La tecnología por sí sola no sirve para nada, su potencial aparece cuando se la conoce y cuando la conocemos, y esto incluye sus contenidos. Información no es conocimiento. “Conocerla” significa, entre otras cosas, aprovechar sus capacidades para poder ser usada en toda su plenitud por las personas y sus diversas capacidades. Es necesario generar conocimiento acerca de la tecnología de uso común. Cuando compramos un teléfono inteligente o smartphone, es muy habitual que venga acompañado de una miniguía donde pone cómo encenderlo, algo sobre la batería, cómo cargarlo, y tres cosas más. El resto para el manual, que ya suele estar en la nube y hay que descargarlo. La mayoría de los usuarios ni dan ese paso, y se quedan en instalar las cuatro aplicaciones comunes. Total, se quedan sin saber que su teléfono inteligente se puede configurar para usar con gestos muy sencillos, por la voz, cada vez más por mirada o detección facial, capturar una pantalla sólo pasando la mano por encima, o cambiar los tipos de letra… Si el fabricante incluyera en su miniguía estas “opciones mágicas” para casi todos los usuarios, estoy completamente convencido que añadiría un valor social inapreciable a su producto, valor del que ya dispone pero es desconocido, reforzando su imagen y atrayendo clientes. Cuántas personas mayores, con graves limitaciones de movilidad, o intelectual, utilizarían mucho más la tecnología de uso común. ¿A nadie se le ha ocurrido incluir un archivo sonoro con estas “capacidades mágicas” de las tecnologías comerciales?. Más sencillo, imposible. Aprovéchese el fabricante y comercializador de la cada vez más comodidad congénita del ciudadano digital.

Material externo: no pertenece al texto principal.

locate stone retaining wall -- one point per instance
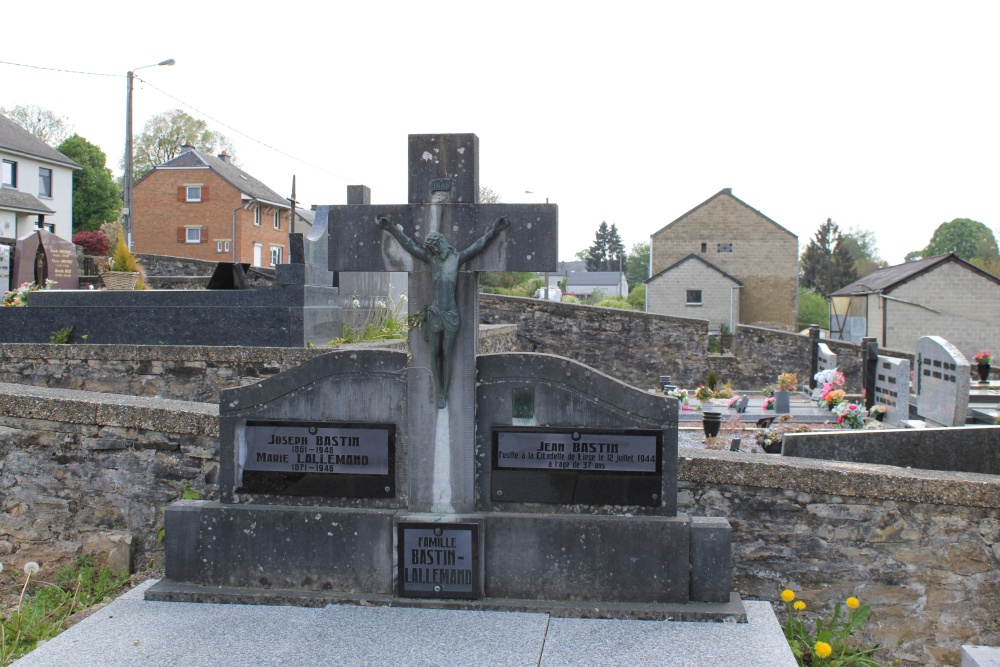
(920, 547)
(639, 347)
(188, 373)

Juan Pablo Lázaro, Presidente de CEIM CEOE Madrid, manifestaba en una mesa redonda, en el último Fujitsu World Tou en Madrid: “Decimos que estamos en la era de la sociedad de la información y del conocimiento, pero creo sólo estamos en la etapa de la información, aún no hemos llegado a la del conocimiento”. O quizás, simplemente, y referido a las tecnologías, sus novedades y crecimiento acelerado, el exceso de información sobre ellas nos impide conocerlas. Llenar el cerebro de información superflua puede ser tan malo como no ejercitarlo”. Quien lo dice también sabe algo de esto. Es el neurólogo John Medina (Seattle Pacific University, EE.UU), que advierte que “muchos problemas de memoria (y de conocimiento, añado yo) no están causados por el deterioro de las neuronas, sino por las dificultades del cerebro para bloquear el exceso de datos”.

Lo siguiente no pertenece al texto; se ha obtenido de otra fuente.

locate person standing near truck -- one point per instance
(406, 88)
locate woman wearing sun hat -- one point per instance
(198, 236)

Lo verdaderamente importante es que los ciudadanos usen (manejen) las tecnologías, no que las tecnologías usen (manejen) al ciudadano. Y para ello el conocimiento (no información de la tecnología), sus usos y riesgos, es esencial. Las Tic’s están eliminando cualidades esenciales del ser humano, como pensar, investigar, descubrir y solucionar. Y, por supuesto, leer, desgraciadamente, salvo los “titulares” de twiter. Ni tan siquiera las instrucciones de los cacharros Tic’s, para evitar estar precisamente a su merced y ser nosotros quienes las usemos de manera consciente. En cierta medida, nos estamos convirtiendo en “mentes dominadas”.

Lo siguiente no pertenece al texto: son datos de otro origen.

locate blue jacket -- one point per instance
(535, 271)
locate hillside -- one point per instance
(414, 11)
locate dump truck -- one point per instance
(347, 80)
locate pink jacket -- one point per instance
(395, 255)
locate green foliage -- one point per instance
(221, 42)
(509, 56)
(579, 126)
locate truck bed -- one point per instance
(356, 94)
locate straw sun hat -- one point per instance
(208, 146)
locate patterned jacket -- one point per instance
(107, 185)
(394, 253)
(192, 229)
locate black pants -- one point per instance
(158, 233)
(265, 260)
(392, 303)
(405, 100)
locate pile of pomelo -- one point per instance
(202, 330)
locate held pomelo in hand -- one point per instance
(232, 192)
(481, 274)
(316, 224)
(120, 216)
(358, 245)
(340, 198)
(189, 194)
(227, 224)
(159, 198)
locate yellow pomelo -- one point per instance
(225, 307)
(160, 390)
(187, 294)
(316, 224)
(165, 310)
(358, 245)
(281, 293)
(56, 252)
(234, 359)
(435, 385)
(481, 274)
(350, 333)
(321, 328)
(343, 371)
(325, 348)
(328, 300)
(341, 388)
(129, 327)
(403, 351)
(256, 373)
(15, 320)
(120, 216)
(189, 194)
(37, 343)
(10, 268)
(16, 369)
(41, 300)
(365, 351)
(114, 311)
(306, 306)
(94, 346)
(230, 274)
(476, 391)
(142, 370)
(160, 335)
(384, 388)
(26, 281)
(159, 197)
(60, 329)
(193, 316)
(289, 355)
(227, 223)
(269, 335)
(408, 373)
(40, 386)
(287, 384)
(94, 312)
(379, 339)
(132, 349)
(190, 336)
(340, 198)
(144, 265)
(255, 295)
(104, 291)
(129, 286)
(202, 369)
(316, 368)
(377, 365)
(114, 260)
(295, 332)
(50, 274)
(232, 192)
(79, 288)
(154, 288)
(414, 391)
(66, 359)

Lo importante de la tecnología no es la tecnología en sí, sino el conocimiento de ella (no la “información de” o “el saber de”), cómo usarla y “saber” para qué sirve. Que la persona “común”, es decir, fuera del ámbito profesional o científico, aprenda a utilizarla de forma que le facilite, simplifique y ayude en su vida diaria. Los fabricantes y comercializadores de las TIC debieran empezar a darse cuenta que generar conocimiento acerca del potencial y uso de sus cacharros, lo que atrae, visto desde el lado egoísta o “capitalista”, es clientes y consumidores. Al igual que los proveedores de servicios, que debieran convertirse casi en verdaderos expertos del uso de las TIC comerciales, cada uno en su sector, para enseñar al usuario-cliente, con independencia de sus capacidades, a usarlas para, en definitiva, que les pidan más servicios. Todo esto involucraría, además, a los sectores profesionales y comerciales, en la presión para perseguir una mejora cada vez mayor en la accesibilidad y usabilidad de la propia tecnología, dándose cuenta, al interactuar como “enseñante” directamente con el cliente, de su necesidad.